The validation also lead to the discovery of errors in the English version of the Atelier B reference manual.
Also, since [1], ProB itself has been further improved inspired by the application, resulting in new optimisations in the kernel (see below).
More details:
Multi-level Animation
Prior versions of ProB only supported the animation of a single refinement level. Abstract variables and predicates referring to them were ignored. In [4] and [5] we extended ProB in a way that all refinement levels of a model can be animated simultaneously.
First, this can give the user a deeper insight into how the model behaves and how the refinement levels are related to each other.
Second, we can now find errors in context of refinement. This include violation of the gluing invariant or not satisfiable witnesses for abstract variables. If such errors are present in a model, the corresponding proof obligation cannot be discharged. But without an animator it is not always easy to see for an user if this is caused by the complexity of the proof or by an error.

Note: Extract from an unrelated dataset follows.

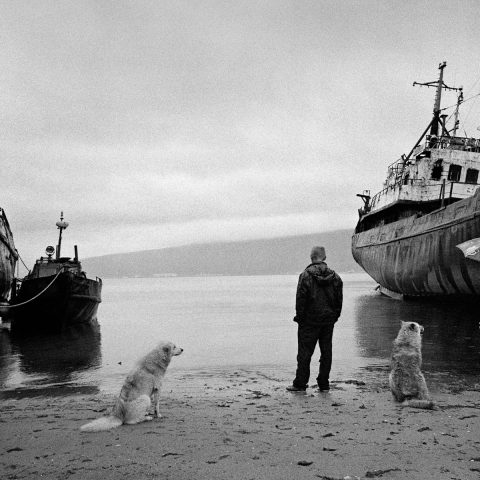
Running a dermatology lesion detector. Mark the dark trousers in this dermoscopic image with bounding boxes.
[293,323,335,388]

In the articles we summarized Event-B's current refinement methodology and showed for each proof obligation how the algorithm would find a counter-example.
Evaluation of the ProB Constraint Solver
Various industrial applications have shown the need for improved constraint-solving capabilities (see CBC Deadlock, Test-Case Generation). In order to evaluate ProB, and detect areas for improvement, we have studied to what extent classical constraint satisfaction problems can be conveniently expressed as B predicates, and then solved by ProB. In particular, we have studied problems such as the n-Queens problem, graph colouring, graph isomorphism detection, time tabling, Sudoku, Hanoi, magic squares, Alphametic puzzles, and several more. We have then compared the performance with respect to other tools, such as the model checker TLC for TLA+, AnimB for Event-B, and Alloy.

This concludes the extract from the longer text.